What's happened to civility on airplanes and in the skies?
Less than two weeks after a United Airlines passenger was dragged from a flight in Chicago, American Airlines on Friday suspended a flight attendant who took a stroller away from a woman traveling with two young children from San Francisco to Dallas.
Airline policies do not allow strollers onboard the plane. A stroller can be checked at the gate free of charge, and surrendered on the jet bridge, and will be waiting in the jetway upon the passenger's arrival.
The incident captured, in part, on a smartphone by a passenger showed the woman sobbing and pleading for her stroller back. A male passenger came to her defense, and got in a verbal confrontation with the flight attendant.
American quickly apologized for the altercation, posted on social media, and said it is investigating.
The lawyer for the United passenger, David Dao, dragged off a flight April 9 announced Monday he is also representing the American passenger seen on video holding her baby and imploring "you can't use violence with a baby."
Attorney Thomas Demetrio said on NBC's Today show that the American incident was a "microcosm of the entire problem. We've got a flight attendant out of control. We've got a distressed mother."
The union for American flight attendants, in a statement, asked the public not to rush to judgment. The flight attendant, a veteran hired by US Airways before the 2013 merger with American, is based in Philadelphia, the union confirmed. "There are really two stories here," said the Association of Professional Flight Attendants.
In an airline industry blog titled "In Case It's Not Clear, People Really Hate Airlines," Brett Snyder, author of the CrankyFlier.com, said that "years and years of pent-up anger aimed at airlines is being released, and it's not pretty."
There are a lot of reasons why, but "much of it lies with the airlines," primarily the big three "legacy" carriers American, Delta, and United, Snyder said. The "seething rage coming from the masses" is now bubbling to the surface.
After the September 2001 terror attacks, passenger travel dipped. Major U.S. carriers filed for bankruptcy restructuring, which led to consolidation and five airline mergers. Jet fuel prices spiked followed by a global recession in 2008 that "caused the airlines to make a lot of changes to put themselves on better financial footing," said Seth Kaplan, managing partner of Airline Weekly, an industry publication.

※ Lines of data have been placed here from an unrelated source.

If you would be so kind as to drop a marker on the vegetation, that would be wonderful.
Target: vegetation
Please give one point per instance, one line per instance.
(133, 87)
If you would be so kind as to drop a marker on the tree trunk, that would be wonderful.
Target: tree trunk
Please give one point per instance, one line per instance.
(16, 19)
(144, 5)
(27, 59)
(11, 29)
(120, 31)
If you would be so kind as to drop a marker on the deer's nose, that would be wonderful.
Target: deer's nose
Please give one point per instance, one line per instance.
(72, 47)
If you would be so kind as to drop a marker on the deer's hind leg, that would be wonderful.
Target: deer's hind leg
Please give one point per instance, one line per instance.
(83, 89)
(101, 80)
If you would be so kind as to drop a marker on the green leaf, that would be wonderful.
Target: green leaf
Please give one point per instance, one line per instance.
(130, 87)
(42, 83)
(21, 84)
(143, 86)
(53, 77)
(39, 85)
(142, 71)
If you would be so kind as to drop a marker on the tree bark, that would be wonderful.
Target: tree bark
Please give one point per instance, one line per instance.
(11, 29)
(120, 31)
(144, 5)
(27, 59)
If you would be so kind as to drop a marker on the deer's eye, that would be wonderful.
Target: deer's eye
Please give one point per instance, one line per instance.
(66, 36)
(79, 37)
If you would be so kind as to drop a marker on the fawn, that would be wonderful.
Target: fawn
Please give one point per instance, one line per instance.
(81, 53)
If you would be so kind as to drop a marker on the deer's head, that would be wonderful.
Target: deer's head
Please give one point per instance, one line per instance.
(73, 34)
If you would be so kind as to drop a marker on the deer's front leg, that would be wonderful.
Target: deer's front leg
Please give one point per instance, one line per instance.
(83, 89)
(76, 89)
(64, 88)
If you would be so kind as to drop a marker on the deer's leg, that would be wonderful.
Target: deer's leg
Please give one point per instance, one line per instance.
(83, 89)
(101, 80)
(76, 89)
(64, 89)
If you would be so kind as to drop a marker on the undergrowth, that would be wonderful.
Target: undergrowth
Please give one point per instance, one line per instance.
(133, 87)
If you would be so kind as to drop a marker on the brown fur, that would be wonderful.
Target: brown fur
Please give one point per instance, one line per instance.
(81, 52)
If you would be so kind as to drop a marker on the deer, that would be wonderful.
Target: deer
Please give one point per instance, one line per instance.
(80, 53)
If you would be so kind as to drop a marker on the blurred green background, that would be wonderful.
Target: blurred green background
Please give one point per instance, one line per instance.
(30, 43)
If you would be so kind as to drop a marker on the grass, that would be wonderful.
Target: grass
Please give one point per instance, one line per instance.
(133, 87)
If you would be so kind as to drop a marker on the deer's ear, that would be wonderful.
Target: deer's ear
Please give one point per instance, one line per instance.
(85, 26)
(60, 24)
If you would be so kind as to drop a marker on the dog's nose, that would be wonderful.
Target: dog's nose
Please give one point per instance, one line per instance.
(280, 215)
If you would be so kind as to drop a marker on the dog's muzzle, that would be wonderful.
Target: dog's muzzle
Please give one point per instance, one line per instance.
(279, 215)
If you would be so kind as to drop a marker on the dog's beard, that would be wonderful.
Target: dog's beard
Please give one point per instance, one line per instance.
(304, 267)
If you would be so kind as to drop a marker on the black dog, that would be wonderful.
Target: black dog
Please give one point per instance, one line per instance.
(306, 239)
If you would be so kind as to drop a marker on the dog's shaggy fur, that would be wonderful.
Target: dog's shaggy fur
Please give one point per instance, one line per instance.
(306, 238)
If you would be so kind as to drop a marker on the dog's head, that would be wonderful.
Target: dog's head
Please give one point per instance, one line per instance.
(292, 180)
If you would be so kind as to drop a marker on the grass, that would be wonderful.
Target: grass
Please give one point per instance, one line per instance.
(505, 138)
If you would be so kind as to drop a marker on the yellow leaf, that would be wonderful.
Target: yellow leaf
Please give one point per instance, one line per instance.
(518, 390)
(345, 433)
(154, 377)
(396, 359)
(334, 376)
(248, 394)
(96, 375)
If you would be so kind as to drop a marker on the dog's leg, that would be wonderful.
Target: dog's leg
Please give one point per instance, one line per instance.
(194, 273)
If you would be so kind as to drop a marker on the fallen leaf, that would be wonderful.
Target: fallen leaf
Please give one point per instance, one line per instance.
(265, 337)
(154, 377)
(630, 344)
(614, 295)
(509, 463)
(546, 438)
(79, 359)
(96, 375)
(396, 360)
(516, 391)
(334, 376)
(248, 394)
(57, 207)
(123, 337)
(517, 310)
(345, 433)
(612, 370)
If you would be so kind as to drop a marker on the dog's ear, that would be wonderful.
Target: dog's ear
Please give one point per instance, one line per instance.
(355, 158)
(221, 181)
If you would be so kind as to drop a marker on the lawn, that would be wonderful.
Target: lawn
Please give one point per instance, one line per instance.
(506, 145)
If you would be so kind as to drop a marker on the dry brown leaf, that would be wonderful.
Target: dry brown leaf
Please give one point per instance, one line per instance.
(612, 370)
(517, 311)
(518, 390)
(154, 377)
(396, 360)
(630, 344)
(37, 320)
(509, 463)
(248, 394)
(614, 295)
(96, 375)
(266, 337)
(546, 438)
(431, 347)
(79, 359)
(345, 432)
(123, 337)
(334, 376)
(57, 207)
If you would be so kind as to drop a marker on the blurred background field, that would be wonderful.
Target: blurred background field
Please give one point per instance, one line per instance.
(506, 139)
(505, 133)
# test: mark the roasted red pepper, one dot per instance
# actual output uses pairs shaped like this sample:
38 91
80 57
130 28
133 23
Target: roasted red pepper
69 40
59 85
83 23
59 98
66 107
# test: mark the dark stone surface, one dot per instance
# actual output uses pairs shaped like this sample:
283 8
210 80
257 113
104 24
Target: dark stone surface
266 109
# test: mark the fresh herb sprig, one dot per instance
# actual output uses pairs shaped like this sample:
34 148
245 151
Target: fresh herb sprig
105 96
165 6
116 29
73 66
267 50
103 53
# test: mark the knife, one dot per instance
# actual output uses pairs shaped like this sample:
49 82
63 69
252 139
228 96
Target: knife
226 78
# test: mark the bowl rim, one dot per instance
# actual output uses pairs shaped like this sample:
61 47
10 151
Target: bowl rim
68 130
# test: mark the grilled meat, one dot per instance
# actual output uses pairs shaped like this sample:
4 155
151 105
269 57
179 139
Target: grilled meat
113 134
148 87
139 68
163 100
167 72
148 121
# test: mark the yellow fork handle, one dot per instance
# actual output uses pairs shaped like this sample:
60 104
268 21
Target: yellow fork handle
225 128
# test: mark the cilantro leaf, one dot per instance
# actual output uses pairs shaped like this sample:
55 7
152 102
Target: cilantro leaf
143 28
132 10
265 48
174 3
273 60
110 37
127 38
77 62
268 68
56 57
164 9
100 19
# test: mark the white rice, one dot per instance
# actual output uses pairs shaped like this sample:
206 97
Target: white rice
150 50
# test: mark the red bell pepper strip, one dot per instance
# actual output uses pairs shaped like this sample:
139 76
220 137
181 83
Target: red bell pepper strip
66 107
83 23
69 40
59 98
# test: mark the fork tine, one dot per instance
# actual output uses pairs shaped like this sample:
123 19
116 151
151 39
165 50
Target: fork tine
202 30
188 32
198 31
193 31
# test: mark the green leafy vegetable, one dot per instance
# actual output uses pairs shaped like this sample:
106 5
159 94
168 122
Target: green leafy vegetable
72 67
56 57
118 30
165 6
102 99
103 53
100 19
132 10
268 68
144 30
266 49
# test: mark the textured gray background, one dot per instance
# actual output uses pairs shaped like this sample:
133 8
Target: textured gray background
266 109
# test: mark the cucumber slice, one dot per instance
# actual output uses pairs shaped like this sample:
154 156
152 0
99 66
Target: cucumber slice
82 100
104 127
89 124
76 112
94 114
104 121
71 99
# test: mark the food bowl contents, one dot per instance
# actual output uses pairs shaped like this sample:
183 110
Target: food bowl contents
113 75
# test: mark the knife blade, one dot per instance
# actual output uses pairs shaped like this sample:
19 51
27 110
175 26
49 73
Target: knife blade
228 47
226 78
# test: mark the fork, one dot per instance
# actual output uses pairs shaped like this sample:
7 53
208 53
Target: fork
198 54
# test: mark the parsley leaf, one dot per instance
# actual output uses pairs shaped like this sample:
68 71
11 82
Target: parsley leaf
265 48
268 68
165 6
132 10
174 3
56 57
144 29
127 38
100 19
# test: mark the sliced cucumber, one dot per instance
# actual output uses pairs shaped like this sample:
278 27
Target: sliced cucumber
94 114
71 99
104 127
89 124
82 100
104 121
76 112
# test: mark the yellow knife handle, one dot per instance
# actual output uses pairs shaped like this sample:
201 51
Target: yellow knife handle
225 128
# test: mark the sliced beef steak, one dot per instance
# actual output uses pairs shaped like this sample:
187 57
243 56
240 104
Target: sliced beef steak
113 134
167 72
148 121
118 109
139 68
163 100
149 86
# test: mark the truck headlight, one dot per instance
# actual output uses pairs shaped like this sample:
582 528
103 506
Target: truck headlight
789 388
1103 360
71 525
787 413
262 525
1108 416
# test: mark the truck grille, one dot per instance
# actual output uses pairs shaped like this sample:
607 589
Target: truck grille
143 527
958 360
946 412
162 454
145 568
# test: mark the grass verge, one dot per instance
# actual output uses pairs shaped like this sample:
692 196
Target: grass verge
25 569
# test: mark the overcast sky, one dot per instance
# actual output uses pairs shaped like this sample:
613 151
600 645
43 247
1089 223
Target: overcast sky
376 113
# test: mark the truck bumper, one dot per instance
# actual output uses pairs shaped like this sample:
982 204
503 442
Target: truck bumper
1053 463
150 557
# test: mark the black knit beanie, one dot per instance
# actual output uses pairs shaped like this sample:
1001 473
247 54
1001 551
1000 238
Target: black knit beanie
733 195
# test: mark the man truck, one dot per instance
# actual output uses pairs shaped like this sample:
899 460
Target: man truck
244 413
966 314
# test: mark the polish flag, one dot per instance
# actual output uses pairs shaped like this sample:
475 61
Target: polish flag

Airlines "unbundled" fares and charged fees for once-free services like checked bags and meals. Airlines flew bigger planes, packing more people on board. Seat sizes shrank as carriers put more seats on each plane.
"It's not just the smaller seats. It's from the moment you arrive at the airport and there are lines — lines to check a bag, and lines to go through security," said George Hobica, founder of airfarewatchdog.com, a fare-tracking website. "The boarding process is the most stressful part of the flight because people try to stuff everything in the overhead bins. People jockey for space.
"In general, I think society has become less civil," Hobica said. At the same time, airlines are bolder. "They realize that people don't have anywhere to go if they don't like it. It's a duopoly in some cities, and in some cities it is a monopoly. A lot of people don't have a choice really." American operates 70 percent of the flights in Philadelphia.
Kaplan, of Airline Weekly, said he doesn't know if flying is less civil. "There are more people on airplanes and mathematically things are more likely to go wrong. On the other hand, with cellphone cameras everywhere, they cause people to think twice before acting aggressively. We all know that we are being recorded all the time."
FlyersRights.org, an airline consumer group, wants the federal government to investigate the American passenger incident. Coming after United's violent removal of a passenger "makes this a U.S. airline crisis," said president Paul Hudson in an email. "Passengers are not going to tolerate this abusive conduct by U.S. airlines any longer."